The Koani Foundation submitted Public Law 103-150, the “Apology Bill” of 1993, where Bill Clinton, the then President of the United States of America and the Congress formally apologized for the illegal overthrow of the Hawaiian Kingdom in 1893. Documents were presented concerning the call by United States President Grover Cleveland to return the Hawaiian Kingdom to its de jure government. Koani also referred to the Concluding Observations of the Human Rights Committee that called for additional information on the illegal overthrow of the Hawaiian Kingdom.

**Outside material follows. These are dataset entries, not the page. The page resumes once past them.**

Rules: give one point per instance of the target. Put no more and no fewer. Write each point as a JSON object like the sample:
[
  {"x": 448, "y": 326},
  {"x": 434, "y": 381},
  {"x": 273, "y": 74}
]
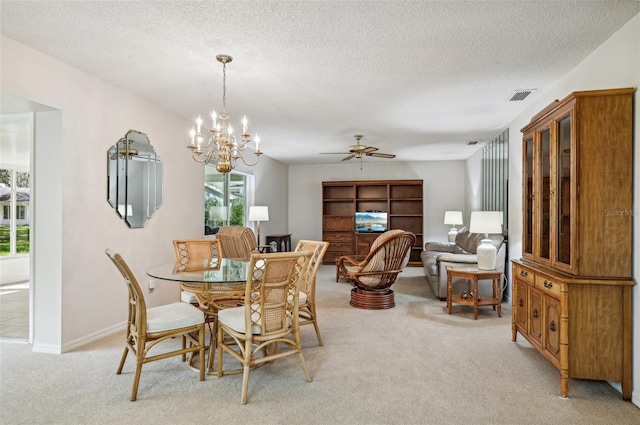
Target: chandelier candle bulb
[{"x": 192, "y": 133}]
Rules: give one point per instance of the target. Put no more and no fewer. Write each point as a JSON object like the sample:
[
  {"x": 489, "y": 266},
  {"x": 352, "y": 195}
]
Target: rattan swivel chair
[{"x": 372, "y": 277}]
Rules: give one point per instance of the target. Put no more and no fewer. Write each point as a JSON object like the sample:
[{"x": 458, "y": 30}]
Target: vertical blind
[{"x": 495, "y": 176}]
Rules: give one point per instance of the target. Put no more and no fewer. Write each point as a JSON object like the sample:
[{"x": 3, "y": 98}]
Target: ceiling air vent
[{"x": 519, "y": 95}]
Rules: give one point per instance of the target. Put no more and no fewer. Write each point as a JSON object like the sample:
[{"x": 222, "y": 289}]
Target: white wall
[
  {"x": 443, "y": 183},
  {"x": 78, "y": 294},
  {"x": 615, "y": 64},
  {"x": 271, "y": 189}
]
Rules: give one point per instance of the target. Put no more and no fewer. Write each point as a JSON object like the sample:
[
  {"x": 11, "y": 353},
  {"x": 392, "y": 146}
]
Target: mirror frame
[{"x": 134, "y": 179}]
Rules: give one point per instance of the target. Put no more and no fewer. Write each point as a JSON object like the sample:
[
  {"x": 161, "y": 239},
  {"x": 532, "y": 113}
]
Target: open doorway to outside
[{"x": 16, "y": 134}]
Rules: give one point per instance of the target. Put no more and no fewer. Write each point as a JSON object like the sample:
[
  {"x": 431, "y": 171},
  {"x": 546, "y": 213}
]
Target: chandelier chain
[{"x": 223, "y": 146}]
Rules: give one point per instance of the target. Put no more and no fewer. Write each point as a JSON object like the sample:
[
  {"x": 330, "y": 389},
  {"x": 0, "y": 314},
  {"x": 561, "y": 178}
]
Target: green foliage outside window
[{"x": 22, "y": 240}]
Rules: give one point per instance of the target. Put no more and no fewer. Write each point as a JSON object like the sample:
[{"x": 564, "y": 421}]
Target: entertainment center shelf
[{"x": 400, "y": 199}]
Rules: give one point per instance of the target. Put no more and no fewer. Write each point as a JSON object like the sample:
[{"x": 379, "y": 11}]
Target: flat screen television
[{"x": 371, "y": 222}]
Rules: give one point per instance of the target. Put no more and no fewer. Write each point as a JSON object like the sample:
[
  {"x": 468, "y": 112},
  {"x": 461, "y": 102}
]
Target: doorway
[{"x": 16, "y": 139}]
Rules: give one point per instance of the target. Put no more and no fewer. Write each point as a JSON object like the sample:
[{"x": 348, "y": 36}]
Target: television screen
[{"x": 371, "y": 222}]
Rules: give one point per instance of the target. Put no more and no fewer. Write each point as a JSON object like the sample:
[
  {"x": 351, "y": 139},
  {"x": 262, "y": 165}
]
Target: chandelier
[{"x": 222, "y": 146}]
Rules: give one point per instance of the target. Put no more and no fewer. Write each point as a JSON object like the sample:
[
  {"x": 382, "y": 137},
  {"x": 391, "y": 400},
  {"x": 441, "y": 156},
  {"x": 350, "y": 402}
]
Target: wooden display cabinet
[
  {"x": 401, "y": 199},
  {"x": 572, "y": 288}
]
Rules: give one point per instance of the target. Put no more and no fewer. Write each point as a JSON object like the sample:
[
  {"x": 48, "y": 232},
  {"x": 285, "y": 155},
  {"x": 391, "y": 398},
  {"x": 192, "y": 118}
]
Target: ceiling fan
[{"x": 358, "y": 151}]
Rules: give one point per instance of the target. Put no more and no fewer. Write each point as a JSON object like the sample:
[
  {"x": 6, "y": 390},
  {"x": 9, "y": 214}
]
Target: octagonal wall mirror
[{"x": 134, "y": 179}]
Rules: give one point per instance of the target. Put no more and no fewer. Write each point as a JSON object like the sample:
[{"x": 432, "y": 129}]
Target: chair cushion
[
  {"x": 234, "y": 318},
  {"x": 173, "y": 316},
  {"x": 188, "y": 297}
]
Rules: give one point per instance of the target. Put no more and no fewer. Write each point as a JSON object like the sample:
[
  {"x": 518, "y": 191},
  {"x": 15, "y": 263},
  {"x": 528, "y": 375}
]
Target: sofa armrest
[
  {"x": 440, "y": 246},
  {"x": 458, "y": 258}
]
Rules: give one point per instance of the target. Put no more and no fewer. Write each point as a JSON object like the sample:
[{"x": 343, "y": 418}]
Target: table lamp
[
  {"x": 258, "y": 213},
  {"x": 453, "y": 218},
  {"x": 486, "y": 222}
]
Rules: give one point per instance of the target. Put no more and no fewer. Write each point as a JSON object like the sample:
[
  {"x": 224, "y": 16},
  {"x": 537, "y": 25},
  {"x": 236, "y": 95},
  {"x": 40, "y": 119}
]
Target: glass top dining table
[{"x": 223, "y": 271}]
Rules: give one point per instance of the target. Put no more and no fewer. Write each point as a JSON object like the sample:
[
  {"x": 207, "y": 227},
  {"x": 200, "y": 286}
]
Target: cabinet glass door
[
  {"x": 543, "y": 194},
  {"x": 527, "y": 225},
  {"x": 564, "y": 192}
]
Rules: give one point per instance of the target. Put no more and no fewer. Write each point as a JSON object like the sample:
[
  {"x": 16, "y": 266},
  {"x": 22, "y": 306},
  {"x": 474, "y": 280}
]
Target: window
[{"x": 225, "y": 198}]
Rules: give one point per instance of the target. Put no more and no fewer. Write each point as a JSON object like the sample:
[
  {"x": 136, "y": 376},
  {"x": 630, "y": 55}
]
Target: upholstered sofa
[{"x": 436, "y": 256}]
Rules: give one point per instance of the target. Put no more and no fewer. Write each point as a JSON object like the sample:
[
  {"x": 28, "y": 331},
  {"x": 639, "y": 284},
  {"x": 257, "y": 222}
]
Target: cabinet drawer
[
  {"x": 524, "y": 274},
  {"x": 548, "y": 285},
  {"x": 338, "y": 237},
  {"x": 338, "y": 223},
  {"x": 347, "y": 248}
]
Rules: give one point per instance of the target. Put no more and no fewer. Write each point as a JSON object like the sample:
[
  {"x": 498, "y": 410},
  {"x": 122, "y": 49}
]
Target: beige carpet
[{"x": 413, "y": 364}]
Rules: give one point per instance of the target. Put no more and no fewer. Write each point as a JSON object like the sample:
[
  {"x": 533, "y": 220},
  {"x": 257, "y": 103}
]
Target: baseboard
[
  {"x": 46, "y": 348},
  {"x": 72, "y": 345}
]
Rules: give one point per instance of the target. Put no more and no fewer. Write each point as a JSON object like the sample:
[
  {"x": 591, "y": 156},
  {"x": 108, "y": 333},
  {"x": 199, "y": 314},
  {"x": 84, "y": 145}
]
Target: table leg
[
  {"x": 475, "y": 298},
  {"x": 499, "y": 297},
  {"x": 449, "y": 294}
]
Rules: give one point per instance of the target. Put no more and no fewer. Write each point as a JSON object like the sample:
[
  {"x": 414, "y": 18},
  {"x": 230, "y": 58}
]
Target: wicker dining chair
[
  {"x": 196, "y": 253},
  {"x": 307, "y": 307},
  {"x": 147, "y": 327},
  {"x": 266, "y": 327},
  {"x": 237, "y": 242}
]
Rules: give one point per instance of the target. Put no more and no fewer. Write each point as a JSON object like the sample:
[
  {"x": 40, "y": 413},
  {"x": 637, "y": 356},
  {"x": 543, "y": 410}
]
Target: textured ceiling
[{"x": 418, "y": 78}]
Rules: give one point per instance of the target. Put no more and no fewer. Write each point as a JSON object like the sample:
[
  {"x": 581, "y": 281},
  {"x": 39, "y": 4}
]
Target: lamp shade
[
  {"x": 258, "y": 213},
  {"x": 485, "y": 222},
  {"x": 453, "y": 217}
]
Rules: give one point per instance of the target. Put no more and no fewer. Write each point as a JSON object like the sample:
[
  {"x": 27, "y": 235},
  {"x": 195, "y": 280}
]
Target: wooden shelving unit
[{"x": 401, "y": 199}]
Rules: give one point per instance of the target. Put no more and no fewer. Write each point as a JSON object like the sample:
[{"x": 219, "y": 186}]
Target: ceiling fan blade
[{"x": 381, "y": 155}]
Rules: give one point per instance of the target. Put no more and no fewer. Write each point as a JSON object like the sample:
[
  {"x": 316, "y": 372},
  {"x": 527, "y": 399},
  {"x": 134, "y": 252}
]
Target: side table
[
  {"x": 283, "y": 242},
  {"x": 471, "y": 296}
]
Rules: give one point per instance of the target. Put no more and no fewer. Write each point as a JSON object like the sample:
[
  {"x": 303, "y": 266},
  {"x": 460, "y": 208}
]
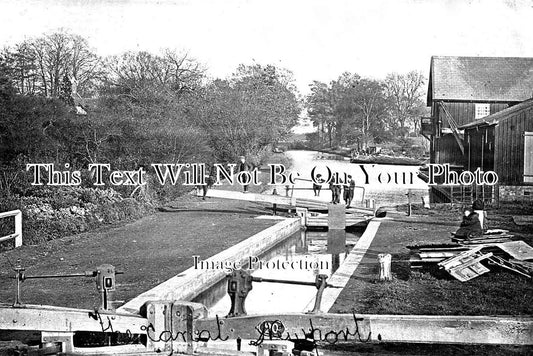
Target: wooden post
[
  {"x": 336, "y": 216},
  {"x": 385, "y": 267},
  {"x": 408, "y": 202}
]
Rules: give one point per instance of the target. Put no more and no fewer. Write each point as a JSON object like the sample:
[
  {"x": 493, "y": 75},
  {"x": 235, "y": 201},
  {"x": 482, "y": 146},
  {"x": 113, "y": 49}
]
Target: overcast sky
[{"x": 316, "y": 39}]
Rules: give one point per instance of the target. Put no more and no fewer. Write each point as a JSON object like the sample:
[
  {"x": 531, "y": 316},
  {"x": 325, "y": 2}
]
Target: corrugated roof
[
  {"x": 480, "y": 78},
  {"x": 500, "y": 115}
]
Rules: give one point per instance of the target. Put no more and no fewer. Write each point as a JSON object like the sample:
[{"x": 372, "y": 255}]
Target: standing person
[
  {"x": 479, "y": 207},
  {"x": 244, "y": 167},
  {"x": 349, "y": 188},
  {"x": 318, "y": 185}
]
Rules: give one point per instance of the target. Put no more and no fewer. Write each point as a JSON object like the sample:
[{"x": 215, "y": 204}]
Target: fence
[{"x": 18, "y": 227}]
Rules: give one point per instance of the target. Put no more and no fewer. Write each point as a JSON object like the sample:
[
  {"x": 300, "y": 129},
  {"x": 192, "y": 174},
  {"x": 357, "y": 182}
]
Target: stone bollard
[{"x": 385, "y": 267}]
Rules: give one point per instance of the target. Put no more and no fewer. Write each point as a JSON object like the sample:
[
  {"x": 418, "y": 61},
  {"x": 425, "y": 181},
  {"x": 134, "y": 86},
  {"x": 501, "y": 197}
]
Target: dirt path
[{"x": 149, "y": 251}]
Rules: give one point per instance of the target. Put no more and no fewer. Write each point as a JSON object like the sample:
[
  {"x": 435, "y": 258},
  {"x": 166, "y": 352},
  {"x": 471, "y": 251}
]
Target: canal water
[{"x": 304, "y": 255}]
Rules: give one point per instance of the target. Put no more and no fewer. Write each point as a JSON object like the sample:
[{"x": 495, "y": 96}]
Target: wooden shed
[{"x": 503, "y": 142}]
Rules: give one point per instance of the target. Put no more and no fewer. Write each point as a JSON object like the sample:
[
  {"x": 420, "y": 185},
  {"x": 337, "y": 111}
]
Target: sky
[{"x": 315, "y": 39}]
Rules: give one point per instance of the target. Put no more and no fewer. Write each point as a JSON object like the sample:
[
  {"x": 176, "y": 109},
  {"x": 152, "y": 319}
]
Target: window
[{"x": 482, "y": 110}]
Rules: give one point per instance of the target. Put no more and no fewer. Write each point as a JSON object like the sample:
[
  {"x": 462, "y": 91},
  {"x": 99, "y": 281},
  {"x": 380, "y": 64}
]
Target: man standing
[{"x": 244, "y": 167}]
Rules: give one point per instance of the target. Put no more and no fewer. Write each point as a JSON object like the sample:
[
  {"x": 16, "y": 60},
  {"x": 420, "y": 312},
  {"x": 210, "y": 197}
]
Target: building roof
[
  {"x": 494, "y": 119},
  {"x": 506, "y": 79}
]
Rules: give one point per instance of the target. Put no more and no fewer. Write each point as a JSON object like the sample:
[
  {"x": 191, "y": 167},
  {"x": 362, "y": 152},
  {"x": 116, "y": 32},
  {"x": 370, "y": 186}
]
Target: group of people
[
  {"x": 338, "y": 188},
  {"x": 473, "y": 223}
]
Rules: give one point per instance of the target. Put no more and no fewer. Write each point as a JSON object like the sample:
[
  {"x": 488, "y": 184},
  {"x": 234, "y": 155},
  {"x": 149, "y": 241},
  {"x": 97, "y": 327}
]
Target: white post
[
  {"x": 385, "y": 267},
  {"x": 18, "y": 228}
]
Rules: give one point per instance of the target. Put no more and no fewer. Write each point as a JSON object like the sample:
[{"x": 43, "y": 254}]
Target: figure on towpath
[
  {"x": 470, "y": 226},
  {"x": 244, "y": 167},
  {"x": 349, "y": 188},
  {"x": 318, "y": 185}
]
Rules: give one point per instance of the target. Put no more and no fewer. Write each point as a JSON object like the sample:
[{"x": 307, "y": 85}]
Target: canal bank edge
[{"x": 188, "y": 284}]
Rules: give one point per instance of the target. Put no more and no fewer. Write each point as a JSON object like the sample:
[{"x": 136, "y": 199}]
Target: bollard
[
  {"x": 385, "y": 267},
  {"x": 239, "y": 285}
]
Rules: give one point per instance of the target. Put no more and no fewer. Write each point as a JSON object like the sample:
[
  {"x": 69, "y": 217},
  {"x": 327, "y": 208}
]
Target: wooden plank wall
[{"x": 509, "y": 146}]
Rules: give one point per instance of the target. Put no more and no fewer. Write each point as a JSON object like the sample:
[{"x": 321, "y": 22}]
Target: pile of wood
[{"x": 465, "y": 260}]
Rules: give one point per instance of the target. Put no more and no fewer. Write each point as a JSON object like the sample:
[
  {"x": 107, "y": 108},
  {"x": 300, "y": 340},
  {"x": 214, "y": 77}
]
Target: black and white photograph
[{"x": 266, "y": 177}]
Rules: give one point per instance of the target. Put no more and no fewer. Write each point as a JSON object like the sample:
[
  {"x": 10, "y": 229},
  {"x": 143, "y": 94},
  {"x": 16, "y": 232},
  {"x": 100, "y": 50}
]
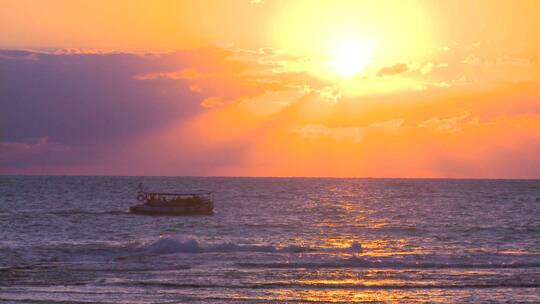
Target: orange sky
[{"x": 316, "y": 88}]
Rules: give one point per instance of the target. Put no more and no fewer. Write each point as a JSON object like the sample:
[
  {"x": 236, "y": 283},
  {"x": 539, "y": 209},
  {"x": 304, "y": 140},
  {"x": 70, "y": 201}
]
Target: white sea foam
[{"x": 179, "y": 244}]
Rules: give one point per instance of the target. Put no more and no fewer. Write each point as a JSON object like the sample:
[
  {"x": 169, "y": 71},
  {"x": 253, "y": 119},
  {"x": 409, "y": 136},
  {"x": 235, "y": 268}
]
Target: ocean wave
[
  {"x": 170, "y": 245},
  {"x": 356, "y": 262},
  {"x": 321, "y": 285}
]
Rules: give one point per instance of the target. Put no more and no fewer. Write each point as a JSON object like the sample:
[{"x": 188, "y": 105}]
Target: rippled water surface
[{"x": 71, "y": 240}]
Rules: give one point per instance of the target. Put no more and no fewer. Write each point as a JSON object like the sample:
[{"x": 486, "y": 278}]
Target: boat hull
[{"x": 148, "y": 209}]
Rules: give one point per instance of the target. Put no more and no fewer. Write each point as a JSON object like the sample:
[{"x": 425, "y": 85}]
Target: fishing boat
[{"x": 168, "y": 203}]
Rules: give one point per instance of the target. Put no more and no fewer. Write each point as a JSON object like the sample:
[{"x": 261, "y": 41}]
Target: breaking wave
[{"x": 170, "y": 245}]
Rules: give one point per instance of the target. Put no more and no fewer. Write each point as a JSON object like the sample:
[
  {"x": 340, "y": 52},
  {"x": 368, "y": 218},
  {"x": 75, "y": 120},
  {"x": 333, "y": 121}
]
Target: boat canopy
[{"x": 178, "y": 194}]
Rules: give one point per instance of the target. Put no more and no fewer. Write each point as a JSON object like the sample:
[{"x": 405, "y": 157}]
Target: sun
[{"x": 350, "y": 58}]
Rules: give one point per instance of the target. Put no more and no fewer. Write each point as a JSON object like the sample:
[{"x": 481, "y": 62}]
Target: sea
[{"x": 67, "y": 239}]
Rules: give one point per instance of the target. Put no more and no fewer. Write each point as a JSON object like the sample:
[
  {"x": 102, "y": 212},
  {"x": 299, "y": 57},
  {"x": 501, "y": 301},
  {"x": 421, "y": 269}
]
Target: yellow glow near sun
[{"x": 350, "y": 58}]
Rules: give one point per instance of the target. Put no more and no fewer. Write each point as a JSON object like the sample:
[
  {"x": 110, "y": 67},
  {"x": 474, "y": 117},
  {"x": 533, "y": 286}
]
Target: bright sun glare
[{"x": 350, "y": 58}]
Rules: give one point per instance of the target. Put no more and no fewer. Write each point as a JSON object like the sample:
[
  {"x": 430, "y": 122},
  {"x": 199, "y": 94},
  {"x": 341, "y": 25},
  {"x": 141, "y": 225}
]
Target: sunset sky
[{"x": 270, "y": 88}]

The Committee agreed to meet informally with the representatives of the indigenous people and appointed a Rapporteur. Representing the delegation from Alaska were Ambassador Ronald Barnes, Mary Ann Mills and Olga Malutin. Mr. Leon K Siu represented the Kingdom of Hawaii. Professor Alfred de Zayas of the Geneva School of Diplomacy and International Relations and former Secretary of the UN Human Rights Committee was of counsel and provided pertinent legal advice on the issue of self-determination referenda, the principle of good faith and the doctrine of estoppel.
The Members of the Committee argued that their hands were tied, because Alaska and Hawaii had been removed from the list by virtue of a resolution of the General Assembly in 1959, and that ratione temporis Article 15 no longer applied. The representatives of the indigenous peoples noted, however, that there was an issue of a “continuing violation” of the principle of self-determination and a situation of an ill-obtained GA resolution, which was based on deliberate misinformation and the manipulation of referenda in violation of the rights of the indigenous. Both Alaska and Hawaii were administered through puppet institutions created by the administering Power. Most pertinently, it was recalled that General Assembly resolutions are not immutable and that certain Resolutions, including the “Zionism is Racism” resolution, have been lifted or modified by subsequent resolution. The Delegations of Alaska and Hawaii stated they would continue to pursue their claims.
In the final day of the plenary session, the Rapporteur stated that he would reflect the discussion in the Committee’s report, indicating that this matter belongs with the appropriate body of the United Nations. However, the petition has not been officially transmitted to the General Assembly, as the IPNC and Koani continue to demand.